A irmã do ex-ministro explicou que essa impressão se baseia no testemunho de sua sobrinha, filha de Alejandro Gil, que o visita a cada 15 dias durante apenas 15 minutos, o tempo que a autoridade penitenciária permite.

De acordo com o que a jovem contou, Gil “não fala” durante esses encontros, está “tão destruído” e “desiludido” que praticamente não consegue manter uma conversa, o que reforça a ideia de um profundo deterioramento desde a sua entrada na prisão.

Ao descrever o impacto pessoal dessas revelações, María Victoria afirmou que vive a situação como “um pesadelo” e que se sente “demasiado mal, demasiado triste”.

Insistiu que “ninguém merece” o que, segundo ela, fizeram ao seu irmão: “Eles o transformaram nesse despojo humano… ninguém merece isso, ninguém”, ressaltou entre lágrimas.

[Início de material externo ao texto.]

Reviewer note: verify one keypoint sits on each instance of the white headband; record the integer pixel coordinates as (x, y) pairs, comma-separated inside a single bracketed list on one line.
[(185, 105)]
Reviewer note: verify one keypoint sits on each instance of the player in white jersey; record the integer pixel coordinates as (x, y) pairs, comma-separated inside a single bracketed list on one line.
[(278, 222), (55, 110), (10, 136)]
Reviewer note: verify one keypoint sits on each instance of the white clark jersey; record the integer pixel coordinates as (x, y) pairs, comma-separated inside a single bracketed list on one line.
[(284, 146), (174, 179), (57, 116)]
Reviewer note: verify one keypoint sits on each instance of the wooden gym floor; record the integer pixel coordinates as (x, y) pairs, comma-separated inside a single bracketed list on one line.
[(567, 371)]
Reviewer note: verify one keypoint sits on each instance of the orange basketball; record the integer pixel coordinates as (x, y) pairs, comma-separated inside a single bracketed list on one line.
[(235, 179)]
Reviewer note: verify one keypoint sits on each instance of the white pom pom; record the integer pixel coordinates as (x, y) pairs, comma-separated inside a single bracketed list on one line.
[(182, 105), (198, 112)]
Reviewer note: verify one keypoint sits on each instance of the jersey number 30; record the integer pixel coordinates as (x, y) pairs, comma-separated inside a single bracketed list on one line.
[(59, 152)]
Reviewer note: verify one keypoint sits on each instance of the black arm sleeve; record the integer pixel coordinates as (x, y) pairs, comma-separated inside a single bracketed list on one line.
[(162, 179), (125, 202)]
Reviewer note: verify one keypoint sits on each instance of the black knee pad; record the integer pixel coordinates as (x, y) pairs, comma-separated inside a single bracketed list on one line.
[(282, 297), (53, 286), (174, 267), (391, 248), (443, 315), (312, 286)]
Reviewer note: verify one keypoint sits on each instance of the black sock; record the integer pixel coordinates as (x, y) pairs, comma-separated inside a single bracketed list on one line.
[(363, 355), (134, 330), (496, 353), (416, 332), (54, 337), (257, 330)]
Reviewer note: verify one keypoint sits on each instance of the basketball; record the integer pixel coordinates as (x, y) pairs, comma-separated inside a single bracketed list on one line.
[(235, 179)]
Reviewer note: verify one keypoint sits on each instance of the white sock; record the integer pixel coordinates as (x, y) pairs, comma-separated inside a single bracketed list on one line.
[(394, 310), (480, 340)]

Um julgamento por espionagem e delitos econômicos

Alejandro Gil Fernández, que se tornou ministro de Economia e Planejamento de Cuba, enfrentou um processo judicial altamente midiático no qual foram imputados numerosos cargos, entre eles espionagem, malversação, suborno, evasão fiscal, lavagem de dinheiro, falsificação de documentos, tráfico de influências, subtração de documentos e violação de normas sobre documentos classificados, bem como crimes "em prejuízo da atividade econômica".

María Victoria, que reside na Espanha há uma década, reconhece que não conhece os detalhes do processo nem o momento exato em que seu irmão pode ter incorrido nessas condutas, devido à escassa relação pessoal que mantiveram nos últimos anos.

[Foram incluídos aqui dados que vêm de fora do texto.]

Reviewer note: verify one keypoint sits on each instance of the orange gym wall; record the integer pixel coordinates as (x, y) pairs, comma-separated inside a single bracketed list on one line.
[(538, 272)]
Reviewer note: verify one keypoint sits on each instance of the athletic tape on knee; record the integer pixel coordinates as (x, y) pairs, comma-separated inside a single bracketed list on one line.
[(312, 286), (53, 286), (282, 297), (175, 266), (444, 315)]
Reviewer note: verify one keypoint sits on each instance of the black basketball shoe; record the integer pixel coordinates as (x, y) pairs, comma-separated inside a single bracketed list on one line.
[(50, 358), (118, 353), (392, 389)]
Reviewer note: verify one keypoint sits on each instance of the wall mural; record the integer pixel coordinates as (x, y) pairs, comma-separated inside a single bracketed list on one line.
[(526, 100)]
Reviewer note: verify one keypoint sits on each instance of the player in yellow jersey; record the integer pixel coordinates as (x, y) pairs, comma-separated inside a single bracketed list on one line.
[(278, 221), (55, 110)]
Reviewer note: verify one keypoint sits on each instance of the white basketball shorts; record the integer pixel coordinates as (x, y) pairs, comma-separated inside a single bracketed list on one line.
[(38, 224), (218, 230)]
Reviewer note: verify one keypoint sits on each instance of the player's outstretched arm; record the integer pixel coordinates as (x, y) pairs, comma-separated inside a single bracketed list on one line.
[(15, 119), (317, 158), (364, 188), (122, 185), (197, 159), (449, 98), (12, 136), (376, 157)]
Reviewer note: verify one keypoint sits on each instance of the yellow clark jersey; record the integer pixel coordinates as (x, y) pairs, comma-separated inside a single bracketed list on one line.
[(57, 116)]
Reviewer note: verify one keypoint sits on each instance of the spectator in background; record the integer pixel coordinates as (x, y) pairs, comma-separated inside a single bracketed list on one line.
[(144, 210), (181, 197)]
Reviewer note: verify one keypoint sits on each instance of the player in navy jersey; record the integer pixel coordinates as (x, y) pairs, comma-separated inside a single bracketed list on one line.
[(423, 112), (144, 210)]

No obstante, admite que, como responsável pela política econômica, Alejandro Gil tem uma parcela de responsabilidade na crise que o país enfrenta.

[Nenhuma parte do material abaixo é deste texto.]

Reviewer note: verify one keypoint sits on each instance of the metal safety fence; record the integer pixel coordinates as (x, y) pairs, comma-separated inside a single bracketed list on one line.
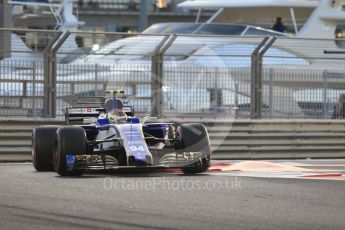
[(174, 75)]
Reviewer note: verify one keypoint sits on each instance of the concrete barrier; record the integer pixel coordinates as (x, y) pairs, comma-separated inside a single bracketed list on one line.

O julgamento contra o ex-ministro da Economia de Cuba concluiu-se nesta quinta-feira em Havana, após sessões realizadas a portas fechadas, sob um rigoroso sigilo e sem garantias de transparência.

O processo, realizado no Tribunal de Marianao e supervisionado pelo Tribunal Supremo Popular, ficou “concluso para sentença”.

A causa se desenvolveu em um clima de absoluto secretismo, com presença restrita de familiares e total ausência de imprensa independente, mais uma demonstração da opacidade do sistema judiciário cubano quando se trata de delitos tipificados como “contra a segurança do Estado”.

O julgamento ocorreu durante dois dias a portas fechadas, com um grande aparato de segurança tanto para o povo quanto para a imprensa, conforme reconheceu a própria María Victoria Gil.